Wildfire
David Claerbout
Wildfire
Lisbon
Pedro Cera is pleased to present the first exhibition of David Claerbout at the gallery.
With its title derived from the central piece of the exhibition, Claerbout’s latest video entitled Wildfire (meditation on fire), 2019-2020, the exhibition takes as its point of departure notions of optical truth, the theme of duration, and digital materiality to address the changes and consequences of our altered perception of time and reality within the present digital age.
Inspired by the artist’s inquiry in the amount of power needed to simulate a very detailed digital “still life” of fire, that would in fact, as the artist later found out, most likely set the computer system on fire, the work brings together two traditionally opposed aspects of life; the biological and the digital. The biological here is introduced through the conflict of the depicted and its relation to the biological body’s instinctive behavior, “programmed” to shield and seek refuge from fire. With the body’s inability to contain the heat of fire, natural instinct makes the idea of meditation on fire physically impossible.
Challenging the naturally possible has been a reoccurring subject in Claerbout’s practice, may it be exposing the retina to 93 000 lux or gazing directly into the sun. In these earlier works, the camera can be perceived as a prosthetic to the eye, a mechanical extension allowing us to encounter a reality that would otherwise be impossible to experience. While the camera in Wildfire (meditation on fire), like in many other of the artist’s more recent works, has been removed and disintegrated into “Dark Optics”, a numerical system of binary codes, the truthfulness of the image is compromised by the utter absence of the camera, the modern symbol of truth in pictorial depiction. We are confronted with an illusion of an image, a hallucination, and a visual construct of computing. The assumed artificiality of the image creates an immersive experience of an environment and a situation, in this case, a wildfire that never happened, challenging, thus our understanding of time, space, and reality.
By removing the human figure from the image, Claerbout shifts our attention to what would traditionally be considered a background of an image. Trees and bushes gradually consumed by flames of fire have been cast for the leading role, emphasizing the work’s anti-anthropocentrism. Long shots of silenced fire appropriate the notion of biological breathing time. On the one hand, these images create an immersive and a meditative experience of the otherwise un-experienceable, while on the other, they actively challenge our present understanding of time as capital, where biological time is considered waste.

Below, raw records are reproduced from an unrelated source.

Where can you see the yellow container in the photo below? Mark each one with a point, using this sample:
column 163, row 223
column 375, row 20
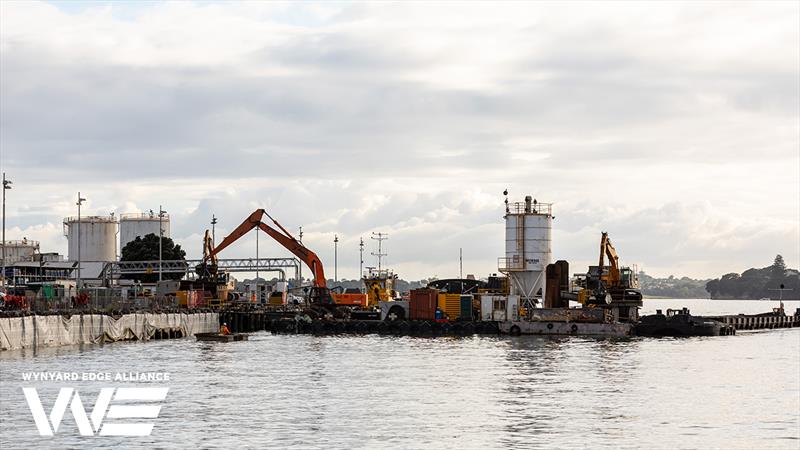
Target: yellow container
column 450, row 304
column 182, row 297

Despite its representational features, the roots of Wildfire are, in many ways, tied firmly with abstraction. The burning fire’s abstract nature becomes a reference to the technological abstraction linked to its making, while suggesting of the increasingly abstract world we live in. The abstract and the digital nature of Wildfire (meditation on fire) take us back to the age of pre-photography. The so-called truthfulness of the image here has been lost. Works are based on concept, conversation, consensus, taking us back to the medium of painting, David Claerbout’s point of departure as an artist. Materialized in the exhibition by a series of eight drawings of wildfire, all linked to shots from the video, these works allow for Wildfire’s material experience through the painterly process, echoing a somewhat romantic nostalgia of a pre-digital past. Their physical existence, haptic nature, and execution creates a material, a temporal, and a conceptual opposition to the digital, allowing for gauging what was gained and what is lost.